I have written often here about the difficulties we get into by uncritically saying ‘yes’ to requests so often. Resentment, frustration and overwhelm are often the result.
Some of our difficulty comes not so much from the answer we give, but from overlooking a critical step, which happens between the request being made and the answer being given. We forget to talk with the requester about what they meant.
Perhaps we get embarrassed. We’re supposed to understand what’s being asked of us, of course. Or perhaps we have forgotten that talking and listening productively is a much a form of action as ‘taking action’.
And so we rush in headlong, only to find that the proposal that was apparently urgent can wait a while. Or that when she said “I need to know all the figures” she meant just the three most important ones. Or that the budget constraints were much tighter than we expected. Or that the other project we’re having to put aside is more important.
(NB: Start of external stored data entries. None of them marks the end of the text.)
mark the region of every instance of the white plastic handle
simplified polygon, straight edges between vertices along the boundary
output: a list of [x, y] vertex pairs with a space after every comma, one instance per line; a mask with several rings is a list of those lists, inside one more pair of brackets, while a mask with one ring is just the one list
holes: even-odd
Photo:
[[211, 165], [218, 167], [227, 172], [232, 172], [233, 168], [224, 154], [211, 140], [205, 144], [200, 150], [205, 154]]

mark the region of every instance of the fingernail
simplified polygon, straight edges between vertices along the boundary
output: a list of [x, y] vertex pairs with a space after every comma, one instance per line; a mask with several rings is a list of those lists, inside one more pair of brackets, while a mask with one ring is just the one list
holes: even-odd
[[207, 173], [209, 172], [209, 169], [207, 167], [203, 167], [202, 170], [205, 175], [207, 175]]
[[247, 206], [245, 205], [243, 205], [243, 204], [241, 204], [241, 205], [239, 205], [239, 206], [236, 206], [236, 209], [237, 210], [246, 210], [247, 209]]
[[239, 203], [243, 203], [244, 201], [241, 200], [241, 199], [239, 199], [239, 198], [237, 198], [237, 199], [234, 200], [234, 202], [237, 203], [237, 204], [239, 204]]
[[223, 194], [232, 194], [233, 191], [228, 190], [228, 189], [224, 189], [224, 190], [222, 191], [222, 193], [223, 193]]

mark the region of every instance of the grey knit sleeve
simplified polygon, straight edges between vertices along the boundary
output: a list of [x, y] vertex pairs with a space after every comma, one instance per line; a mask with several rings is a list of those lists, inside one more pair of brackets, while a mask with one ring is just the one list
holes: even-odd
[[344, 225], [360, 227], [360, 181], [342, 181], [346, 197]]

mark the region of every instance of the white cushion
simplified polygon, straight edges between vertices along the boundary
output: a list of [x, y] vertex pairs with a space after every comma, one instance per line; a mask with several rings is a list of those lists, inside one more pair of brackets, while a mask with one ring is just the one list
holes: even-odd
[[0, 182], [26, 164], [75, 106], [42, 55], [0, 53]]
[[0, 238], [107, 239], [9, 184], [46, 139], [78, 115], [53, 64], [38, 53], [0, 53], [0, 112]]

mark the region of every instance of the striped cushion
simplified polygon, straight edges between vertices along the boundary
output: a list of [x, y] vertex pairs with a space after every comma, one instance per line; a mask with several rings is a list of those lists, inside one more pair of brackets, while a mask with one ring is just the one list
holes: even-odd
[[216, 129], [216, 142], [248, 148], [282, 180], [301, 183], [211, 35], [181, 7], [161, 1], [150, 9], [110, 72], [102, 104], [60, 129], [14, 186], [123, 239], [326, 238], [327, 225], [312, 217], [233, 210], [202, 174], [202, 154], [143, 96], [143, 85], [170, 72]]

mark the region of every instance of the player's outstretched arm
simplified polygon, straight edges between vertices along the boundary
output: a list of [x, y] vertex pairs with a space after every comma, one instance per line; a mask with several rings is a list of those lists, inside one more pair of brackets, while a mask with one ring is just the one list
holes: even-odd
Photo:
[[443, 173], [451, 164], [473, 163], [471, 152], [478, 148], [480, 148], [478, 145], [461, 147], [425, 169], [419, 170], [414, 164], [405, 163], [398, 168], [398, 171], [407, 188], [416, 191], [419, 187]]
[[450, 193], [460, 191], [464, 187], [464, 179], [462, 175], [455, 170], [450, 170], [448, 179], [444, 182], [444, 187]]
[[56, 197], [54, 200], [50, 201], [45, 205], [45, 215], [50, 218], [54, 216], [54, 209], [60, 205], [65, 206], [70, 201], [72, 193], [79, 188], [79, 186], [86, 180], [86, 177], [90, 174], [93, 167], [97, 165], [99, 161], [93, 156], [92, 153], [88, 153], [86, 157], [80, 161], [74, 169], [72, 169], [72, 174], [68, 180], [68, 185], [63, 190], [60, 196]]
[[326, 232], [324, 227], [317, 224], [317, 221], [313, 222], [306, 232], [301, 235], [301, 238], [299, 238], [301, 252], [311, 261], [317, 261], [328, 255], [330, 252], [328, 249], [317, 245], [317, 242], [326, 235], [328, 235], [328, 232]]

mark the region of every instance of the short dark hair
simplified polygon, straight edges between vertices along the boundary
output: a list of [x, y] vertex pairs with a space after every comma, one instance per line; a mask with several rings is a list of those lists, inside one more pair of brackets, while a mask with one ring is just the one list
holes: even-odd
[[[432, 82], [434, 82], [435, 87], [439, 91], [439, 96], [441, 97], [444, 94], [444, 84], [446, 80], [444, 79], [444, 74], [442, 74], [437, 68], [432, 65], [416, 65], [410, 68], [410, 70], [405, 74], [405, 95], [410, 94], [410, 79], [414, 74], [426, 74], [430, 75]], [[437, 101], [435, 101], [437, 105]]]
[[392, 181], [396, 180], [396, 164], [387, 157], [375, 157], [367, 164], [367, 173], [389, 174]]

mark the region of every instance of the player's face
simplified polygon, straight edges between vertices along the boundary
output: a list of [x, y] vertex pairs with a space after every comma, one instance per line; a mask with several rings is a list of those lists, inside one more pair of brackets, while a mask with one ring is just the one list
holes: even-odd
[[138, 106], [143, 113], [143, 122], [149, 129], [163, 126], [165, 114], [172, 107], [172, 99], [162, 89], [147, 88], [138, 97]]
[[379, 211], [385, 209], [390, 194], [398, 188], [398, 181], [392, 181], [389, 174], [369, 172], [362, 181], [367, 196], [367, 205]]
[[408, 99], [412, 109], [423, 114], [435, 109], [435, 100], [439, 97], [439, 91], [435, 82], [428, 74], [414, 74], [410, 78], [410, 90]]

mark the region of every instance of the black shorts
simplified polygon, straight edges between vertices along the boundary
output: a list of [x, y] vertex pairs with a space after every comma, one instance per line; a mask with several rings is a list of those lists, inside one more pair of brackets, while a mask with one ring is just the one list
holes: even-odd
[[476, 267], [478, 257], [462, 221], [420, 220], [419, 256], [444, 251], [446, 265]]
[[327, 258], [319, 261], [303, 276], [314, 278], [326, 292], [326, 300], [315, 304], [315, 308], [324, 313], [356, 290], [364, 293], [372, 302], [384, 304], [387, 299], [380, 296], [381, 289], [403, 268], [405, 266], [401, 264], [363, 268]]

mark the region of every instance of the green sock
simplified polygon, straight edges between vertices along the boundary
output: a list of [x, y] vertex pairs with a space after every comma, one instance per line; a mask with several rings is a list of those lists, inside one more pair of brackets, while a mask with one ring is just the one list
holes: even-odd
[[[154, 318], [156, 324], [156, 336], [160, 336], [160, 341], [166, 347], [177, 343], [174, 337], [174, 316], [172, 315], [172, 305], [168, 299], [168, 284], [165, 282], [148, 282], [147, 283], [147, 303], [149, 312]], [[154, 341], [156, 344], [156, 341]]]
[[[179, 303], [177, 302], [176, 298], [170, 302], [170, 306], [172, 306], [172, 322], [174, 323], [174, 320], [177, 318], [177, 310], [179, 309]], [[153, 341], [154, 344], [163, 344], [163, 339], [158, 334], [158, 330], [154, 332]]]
Or that someone else was already on it.
Sometimes we even find that the person asking didn’t understand all the aspects of the request themselves, or the knock-on effect of our ‘yes’.
In my work in organisations I’m surprised repeatedly by how common it is to leave out this basic step – a dialogue between requester and requested that continues until both are satisfied that what is being asked has been fully understood. Often such a dialogue will result in a different course of action being taken, or discovering that none is needed after all.
Unless we stop to talk with one another until a meaningful yes or no is possible, we’re condemning ourselves to a cycle of wastefulness that none of us can afford.